The groups said that the PCAOB’s rewrite of the existing auditing standard was “unwarranted” and was “driven more by political expediency than by any evidence either that the costs of the rule exceed its benefits or that its costs, where excessive, could not be reduced through other, less radical means.”
“Certainly, the Board has produced no cost-benefit analysis justifying its actions,” the groups wrote.
The groups called on the PCAOB to resist the political pressure being generated by the business community, “assert its independence, and withdraw its ill-founded, ill-advised rewrite of the standard.”
“Not only would that benefit investors directly, by ensuring that internal control requirements continue to work to improve the quality of financial disclosures, it would also benefit investors indirectly, by sending the message that the Board cannot be bullied by a business community intent on achieving cost savings at the expense of investor protections,” they wrote.
In their letter, the groups chastised the PCAOB for apparently making no effort to “determine what are the root causes behind the numerous recent massive failures of risk-based financial statement audits, let alone feed those results back into their audit standards.”
“Yet, this would seem to be a minimum first step before proposing a major expansion of the risk-based approach,” the groups wrote. “Not only does the current proposal reflect no effort to address weaknesses in the risk-based audit approach, it actually takes steps that are likely to exacerbate those problems. Of greatest concern in this regard is the expanded reliance on the work of others it allows without imposing appropriate limitations.”
The groups also called on the PCAOB to correct the proposed standard’s “anti-investor” tone.
They cited “numerous examples” throughout the proposed standard where the language used sends “the subtle and not-so-subtle message that a key concern of the auditor should be to reduce the costs of the audit, even at the expense of its effectiveness.”
The groups cited a note in the proposed standard that reads:
“The auditor should select for testing only those controls that are important to the auditor’s conclusion about whether the company’s controls sufficiently address the assessed risk of misstatement to a given relevant assertion that could result in a material misstatement to the company’s financial statements.”

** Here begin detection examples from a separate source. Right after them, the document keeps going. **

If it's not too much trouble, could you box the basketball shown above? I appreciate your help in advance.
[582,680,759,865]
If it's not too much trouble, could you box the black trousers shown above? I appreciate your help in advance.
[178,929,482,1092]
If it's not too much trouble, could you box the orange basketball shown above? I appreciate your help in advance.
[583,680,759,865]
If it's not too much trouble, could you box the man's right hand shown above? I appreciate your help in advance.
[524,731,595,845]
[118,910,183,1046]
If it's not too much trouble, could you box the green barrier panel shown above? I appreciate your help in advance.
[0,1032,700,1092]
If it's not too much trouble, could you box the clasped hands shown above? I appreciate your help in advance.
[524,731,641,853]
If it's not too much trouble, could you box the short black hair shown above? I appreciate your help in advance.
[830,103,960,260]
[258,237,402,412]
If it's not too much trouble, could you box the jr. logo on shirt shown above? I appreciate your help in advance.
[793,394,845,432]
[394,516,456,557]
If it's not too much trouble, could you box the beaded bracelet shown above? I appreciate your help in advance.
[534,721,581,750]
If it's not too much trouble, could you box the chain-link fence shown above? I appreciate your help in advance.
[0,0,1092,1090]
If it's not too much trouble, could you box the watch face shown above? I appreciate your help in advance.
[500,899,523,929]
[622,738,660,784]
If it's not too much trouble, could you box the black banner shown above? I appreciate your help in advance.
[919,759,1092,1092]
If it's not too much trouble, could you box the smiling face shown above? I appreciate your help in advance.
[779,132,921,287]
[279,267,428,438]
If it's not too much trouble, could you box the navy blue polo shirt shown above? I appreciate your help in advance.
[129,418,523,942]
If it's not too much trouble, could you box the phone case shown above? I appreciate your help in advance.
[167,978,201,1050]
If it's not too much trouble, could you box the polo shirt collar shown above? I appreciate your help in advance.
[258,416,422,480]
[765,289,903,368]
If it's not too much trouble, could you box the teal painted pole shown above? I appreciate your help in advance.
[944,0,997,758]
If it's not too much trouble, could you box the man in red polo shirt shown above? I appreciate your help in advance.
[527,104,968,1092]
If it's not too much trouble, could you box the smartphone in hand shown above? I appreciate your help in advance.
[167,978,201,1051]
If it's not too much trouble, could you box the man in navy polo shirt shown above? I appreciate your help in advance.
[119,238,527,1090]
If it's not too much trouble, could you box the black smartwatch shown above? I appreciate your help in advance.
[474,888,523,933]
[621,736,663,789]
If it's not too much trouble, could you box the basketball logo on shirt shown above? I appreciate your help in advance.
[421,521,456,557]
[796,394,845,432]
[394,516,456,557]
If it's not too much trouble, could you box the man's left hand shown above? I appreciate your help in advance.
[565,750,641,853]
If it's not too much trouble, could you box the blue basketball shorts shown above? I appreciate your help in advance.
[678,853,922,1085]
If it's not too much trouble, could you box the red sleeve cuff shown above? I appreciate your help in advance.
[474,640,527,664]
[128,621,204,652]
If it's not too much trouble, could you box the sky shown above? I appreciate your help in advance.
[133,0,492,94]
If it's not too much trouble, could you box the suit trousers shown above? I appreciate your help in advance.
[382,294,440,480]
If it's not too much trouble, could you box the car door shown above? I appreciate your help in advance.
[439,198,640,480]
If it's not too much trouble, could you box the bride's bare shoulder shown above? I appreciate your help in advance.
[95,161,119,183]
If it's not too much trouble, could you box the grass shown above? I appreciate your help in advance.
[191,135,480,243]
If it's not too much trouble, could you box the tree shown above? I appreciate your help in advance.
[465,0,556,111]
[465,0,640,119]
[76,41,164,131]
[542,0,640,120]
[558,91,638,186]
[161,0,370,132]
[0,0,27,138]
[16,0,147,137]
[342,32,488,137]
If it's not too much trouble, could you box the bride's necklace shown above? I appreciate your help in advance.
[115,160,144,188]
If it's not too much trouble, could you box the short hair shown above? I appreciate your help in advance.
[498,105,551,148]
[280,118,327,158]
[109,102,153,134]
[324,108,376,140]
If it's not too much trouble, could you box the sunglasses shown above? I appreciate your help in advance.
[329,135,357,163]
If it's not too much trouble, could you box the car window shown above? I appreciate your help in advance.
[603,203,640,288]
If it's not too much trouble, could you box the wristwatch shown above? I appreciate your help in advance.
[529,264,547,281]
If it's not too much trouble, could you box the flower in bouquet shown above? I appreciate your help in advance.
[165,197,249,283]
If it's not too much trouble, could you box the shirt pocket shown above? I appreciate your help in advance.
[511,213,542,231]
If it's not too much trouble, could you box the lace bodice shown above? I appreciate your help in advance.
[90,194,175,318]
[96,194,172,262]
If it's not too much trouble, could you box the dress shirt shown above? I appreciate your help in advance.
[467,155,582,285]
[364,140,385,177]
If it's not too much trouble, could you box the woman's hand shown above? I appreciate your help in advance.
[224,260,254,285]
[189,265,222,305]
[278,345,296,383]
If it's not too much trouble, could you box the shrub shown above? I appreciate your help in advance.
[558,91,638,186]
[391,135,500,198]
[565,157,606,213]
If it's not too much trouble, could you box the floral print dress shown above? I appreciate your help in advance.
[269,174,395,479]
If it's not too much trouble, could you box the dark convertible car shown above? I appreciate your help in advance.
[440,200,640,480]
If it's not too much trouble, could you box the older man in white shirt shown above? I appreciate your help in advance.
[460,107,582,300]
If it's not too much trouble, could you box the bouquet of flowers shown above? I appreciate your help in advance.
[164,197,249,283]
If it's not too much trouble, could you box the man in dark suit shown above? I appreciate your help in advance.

“A pro-investor rewrite would state that the auditor should select for testing all those controls that are important to the auditor’s conclusion,” the groups wrote. “These differences in language matter. As written, the proposed standard sends the strong message that auditors may be asked to justify any decision to test controls that someone later deems were unimportant. As a result, it risks encouraging auditors to under-test – the very weakness that has been identified as central to the failure of risk-based audits of the financial statements. The pro-investor alternative sends the opposite message, that auditors may be asked to justify a failure to test controls that are later deemed to have been important. Some would argue that this statement risks encouraging auditors to overtest, though experience based on the pressure audit clients are able to bring to bear on auditors suggests this concern is exaggerated. A neutral statement would simply state that the auditor should select for testing those controls that are important to the auditor’s conclusion.”